Thursday, November 28th 2019
AMD Radeon "Navi" OpenCL Bug Makes it Unfit for SETI@Home
A bug with the Radeon RX 5700-series "Navi" OpenCL compute API ICD (installable client driver) is causing the GPUs to crunch incorrect results for distributed compute project SETI@Home. Since there are "many" Navi GPUs crunching the project cross-validating each others' incorrect results, the large volume of incorrect results are able to beat the platform's algorithm and passing statistical validation, "polluting" the SETI@Home database. Some volunteers at the SETI@Home forums, where the the issue is being discussed, advocate banning or limiting results from contributors using these GPUs, until AMD comes out with a fix for its OpenCL driver. SETI@Home is a distributed computing project run by SETI (Search for Extraterrestrial Intelligence), tapping into volunteers' compute power to make sense of radio waves from space.
Sources:
SETI@Home Forums, AMD Community, TH1813254617 (Reddit)
32 Comments on AMD Radeon "Navi" OpenCL Bug Makes it Unfit for SETI@Home
SETI@Home is fun and all, but this is a general problem in OpenCL. There's a suggestion that Navi has bad FFT implementation.
So as of this moment Navi cards are unfit for almost all computing production systems... and rather pointless for development (even students).
And this shows up basically a week after W5700 launch.
Fun stuff.
Wow
Fourier Transform is one of the fundamentals for compute work. If AMD indeed screwed up its implementation at the hardware level, they would need a recall.
2080TIs already found space invaders.
That's how science works. If most people on Earth do an experiment incorrectly, the bad result becomes statistically relevant (as in: not an obvious outlier).
There's no way to test this other than perform a different experiment of the same phenomenon.

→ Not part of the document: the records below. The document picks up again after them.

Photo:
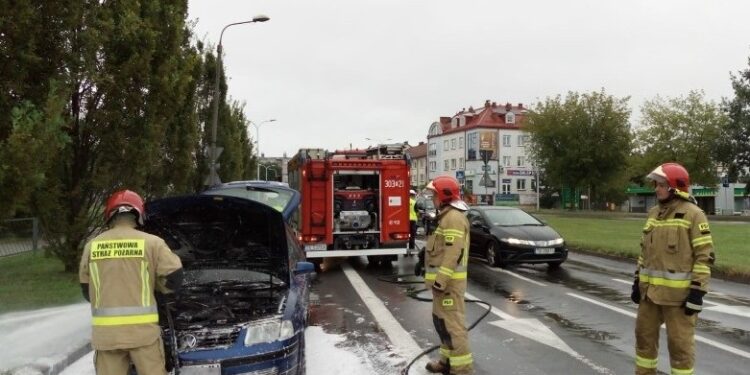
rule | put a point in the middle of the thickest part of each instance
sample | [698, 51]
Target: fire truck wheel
[381, 260]
[316, 262]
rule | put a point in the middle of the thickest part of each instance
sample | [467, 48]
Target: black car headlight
[268, 330]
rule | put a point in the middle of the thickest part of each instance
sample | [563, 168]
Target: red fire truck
[354, 202]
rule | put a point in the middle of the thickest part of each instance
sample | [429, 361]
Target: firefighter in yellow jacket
[673, 272]
[446, 260]
[120, 269]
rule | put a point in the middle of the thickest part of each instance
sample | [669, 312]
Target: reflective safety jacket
[412, 211]
[122, 267]
[447, 251]
[676, 252]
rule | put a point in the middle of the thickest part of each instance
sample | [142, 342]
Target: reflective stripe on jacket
[676, 252]
[412, 211]
[447, 251]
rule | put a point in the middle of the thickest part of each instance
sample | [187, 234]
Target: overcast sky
[334, 72]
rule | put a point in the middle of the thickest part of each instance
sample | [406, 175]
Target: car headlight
[556, 242]
[516, 241]
[268, 330]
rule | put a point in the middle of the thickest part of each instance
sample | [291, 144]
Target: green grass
[33, 281]
[620, 235]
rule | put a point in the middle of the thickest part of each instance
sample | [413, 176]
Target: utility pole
[213, 173]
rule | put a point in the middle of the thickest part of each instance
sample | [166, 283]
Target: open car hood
[221, 232]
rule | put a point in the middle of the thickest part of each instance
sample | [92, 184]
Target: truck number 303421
[394, 183]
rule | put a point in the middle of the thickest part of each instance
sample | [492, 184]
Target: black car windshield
[510, 218]
[276, 198]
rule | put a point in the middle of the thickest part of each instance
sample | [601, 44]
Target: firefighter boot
[438, 367]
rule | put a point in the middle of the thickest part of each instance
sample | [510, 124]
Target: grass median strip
[32, 281]
[621, 236]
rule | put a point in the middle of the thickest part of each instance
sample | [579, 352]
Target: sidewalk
[44, 341]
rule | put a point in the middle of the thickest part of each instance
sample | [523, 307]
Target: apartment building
[418, 155]
[485, 149]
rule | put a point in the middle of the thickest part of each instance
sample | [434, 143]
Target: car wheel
[491, 254]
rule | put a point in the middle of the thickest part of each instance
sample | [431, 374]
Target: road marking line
[699, 338]
[400, 338]
[595, 302]
[524, 278]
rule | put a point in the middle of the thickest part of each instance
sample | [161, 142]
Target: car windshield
[511, 218]
[276, 198]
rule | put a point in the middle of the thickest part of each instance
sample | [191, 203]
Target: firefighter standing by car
[446, 260]
[119, 272]
[673, 272]
[412, 219]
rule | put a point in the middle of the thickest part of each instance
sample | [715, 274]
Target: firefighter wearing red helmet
[120, 271]
[673, 272]
[446, 260]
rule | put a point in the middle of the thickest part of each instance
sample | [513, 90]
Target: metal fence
[19, 235]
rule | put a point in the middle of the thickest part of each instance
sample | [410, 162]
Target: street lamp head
[261, 18]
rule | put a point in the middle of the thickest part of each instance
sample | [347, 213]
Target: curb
[52, 366]
[715, 273]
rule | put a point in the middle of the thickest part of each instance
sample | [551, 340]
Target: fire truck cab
[354, 202]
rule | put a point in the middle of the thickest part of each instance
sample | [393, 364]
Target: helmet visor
[428, 193]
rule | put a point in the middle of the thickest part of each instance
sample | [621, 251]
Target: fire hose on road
[407, 279]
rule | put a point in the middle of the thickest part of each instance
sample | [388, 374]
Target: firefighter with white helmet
[120, 270]
[673, 272]
[446, 261]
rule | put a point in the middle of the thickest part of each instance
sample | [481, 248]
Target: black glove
[419, 267]
[694, 303]
[635, 295]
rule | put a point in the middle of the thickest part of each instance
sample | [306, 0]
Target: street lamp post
[257, 143]
[213, 177]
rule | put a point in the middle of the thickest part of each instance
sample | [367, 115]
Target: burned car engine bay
[235, 272]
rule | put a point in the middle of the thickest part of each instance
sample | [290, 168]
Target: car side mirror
[303, 268]
[478, 224]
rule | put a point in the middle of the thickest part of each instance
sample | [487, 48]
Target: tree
[32, 98]
[686, 130]
[581, 142]
[99, 96]
[737, 130]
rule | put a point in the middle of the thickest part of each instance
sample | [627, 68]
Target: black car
[426, 215]
[504, 235]
[243, 306]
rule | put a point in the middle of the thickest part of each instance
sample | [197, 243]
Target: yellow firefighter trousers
[680, 338]
[449, 318]
[148, 360]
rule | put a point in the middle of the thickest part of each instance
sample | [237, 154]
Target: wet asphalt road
[575, 320]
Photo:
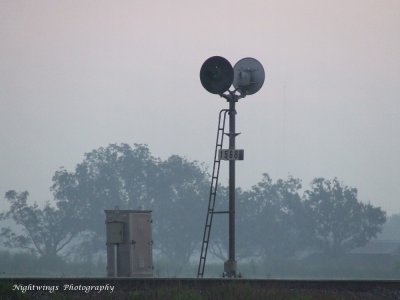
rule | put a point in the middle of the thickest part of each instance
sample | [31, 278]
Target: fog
[79, 75]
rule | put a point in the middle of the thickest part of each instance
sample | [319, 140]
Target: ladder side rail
[213, 191]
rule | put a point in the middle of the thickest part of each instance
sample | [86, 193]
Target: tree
[269, 221]
[340, 221]
[131, 178]
[45, 231]
[275, 216]
[179, 208]
[115, 176]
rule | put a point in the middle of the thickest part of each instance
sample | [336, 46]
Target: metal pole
[115, 260]
[230, 265]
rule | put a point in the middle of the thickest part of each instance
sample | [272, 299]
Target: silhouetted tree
[115, 176]
[132, 178]
[179, 209]
[270, 221]
[44, 231]
[340, 221]
[276, 219]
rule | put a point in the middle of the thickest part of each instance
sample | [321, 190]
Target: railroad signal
[217, 75]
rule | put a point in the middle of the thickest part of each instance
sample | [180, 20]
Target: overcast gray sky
[77, 75]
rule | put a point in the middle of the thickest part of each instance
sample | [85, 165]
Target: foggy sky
[77, 75]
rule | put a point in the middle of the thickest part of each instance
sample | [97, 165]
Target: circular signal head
[249, 76]
[216, 75]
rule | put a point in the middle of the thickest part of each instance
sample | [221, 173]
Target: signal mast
[217, 76]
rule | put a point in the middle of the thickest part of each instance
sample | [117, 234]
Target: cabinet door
[141, 244]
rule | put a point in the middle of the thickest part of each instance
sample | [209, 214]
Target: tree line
[274, 219]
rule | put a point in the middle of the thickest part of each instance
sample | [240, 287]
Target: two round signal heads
[217, 75]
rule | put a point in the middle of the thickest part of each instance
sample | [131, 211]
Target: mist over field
[102, 107]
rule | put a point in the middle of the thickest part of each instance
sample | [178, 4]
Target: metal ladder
[213, 192]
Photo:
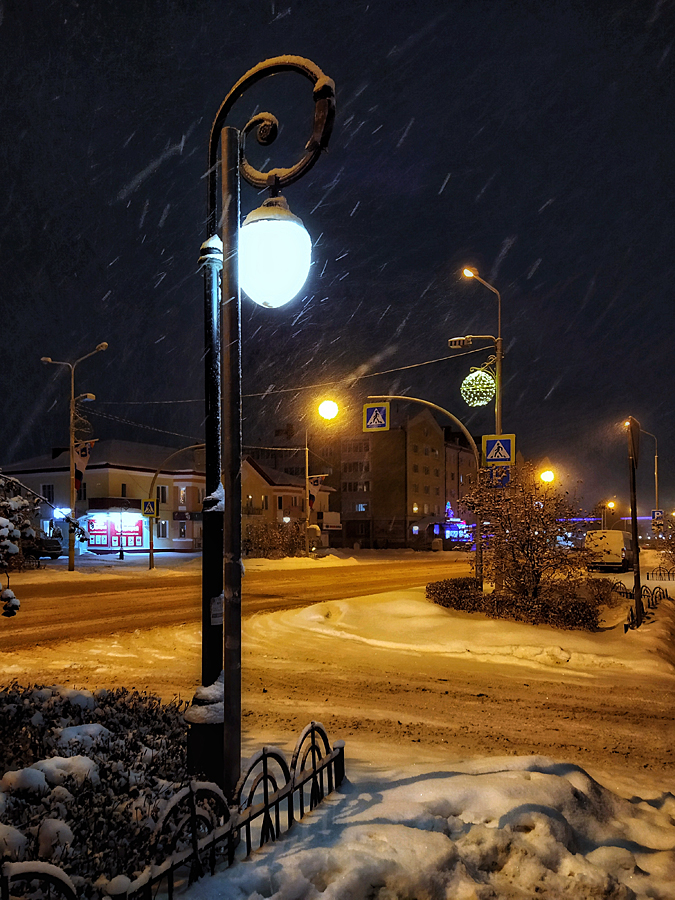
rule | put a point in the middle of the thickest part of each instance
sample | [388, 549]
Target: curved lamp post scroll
[220, 259]
[476, 455]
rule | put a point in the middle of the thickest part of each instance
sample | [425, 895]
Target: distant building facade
[118, 477]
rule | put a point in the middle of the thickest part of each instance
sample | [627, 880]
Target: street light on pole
[71, 447]
[249, 257]
[470, 272]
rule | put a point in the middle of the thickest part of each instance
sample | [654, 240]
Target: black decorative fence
[661, 573]
[651, 597]
[198, 831]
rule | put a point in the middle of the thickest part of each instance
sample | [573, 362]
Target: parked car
[42, 547]
[610, 550]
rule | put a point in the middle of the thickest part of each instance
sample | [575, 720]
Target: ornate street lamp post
[260, 258]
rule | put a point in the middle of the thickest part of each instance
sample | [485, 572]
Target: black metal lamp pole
[221, 558]
[633, 453]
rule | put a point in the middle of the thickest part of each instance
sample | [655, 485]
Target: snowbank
[507, 828]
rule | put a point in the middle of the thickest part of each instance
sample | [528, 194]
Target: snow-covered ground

In fact, that's why we're able to notice these issues in computational science.
There are different libraries that do equivalent math. And there are different CPUs and GPUs that we can compare.
If Navi was doing some computation incorrectly, but no other hardware was used, there would be no way to test for this error.
the only way to test correctly is to use other hardware, iirc they try to not send the validation to a similar system. They wont just discard the data, they'll save it to send it out again. I do agree they should suspend the 5700s for the time being.
This is the case for almost all “Open Standard” computation acceleration framework. Not a lot of researchers like to invest their money and human resources into such things due to fear of being ripped off by bigger fish since everything published will be fair game to use. It is a damn shame though. OpenCL would have been a great alternative to CUDA.
They probably prioritized fixing the random crashes in the drivers first before concentrating on GPGPU stuff.
Of course this can be fixed in software. Let's hope there will not be any performance penalty, because what would that mean for all the Navi supercomputers ordered? :D
Vega is AMD's compute card atm. Arcturus is coming compute card, which is more similar to Vega than Navi.
This problem was noticed in one of them because gamers already started using Navi (card for scientists/engineers was just announced and isn't used yet).
A GPU doesn't have a "calculate Seti@home" that doesn't work (while "calculate Einstein@home" does).
It makes errors in some math instruction that Einstein@home may not use. That's it.
As mentioned earlier: there's a possibility that FFT results are incorrect. FFT (Fast Fourier Transform) is a fundamental algorithm used for many problems. So the card is already almost useless for computing.
And another thing is about being reliable. It's obvious that AMD haven't properly tested this card, so there's really no reason to believe in other results. Everything will have to be tested by the clients... and there goes the "value".
I doubt there is anything wrong with the card or GPU it's probably a simple issue where the driver applies compression to data that shouldn't be compressed with the same algorithm that compresses color data.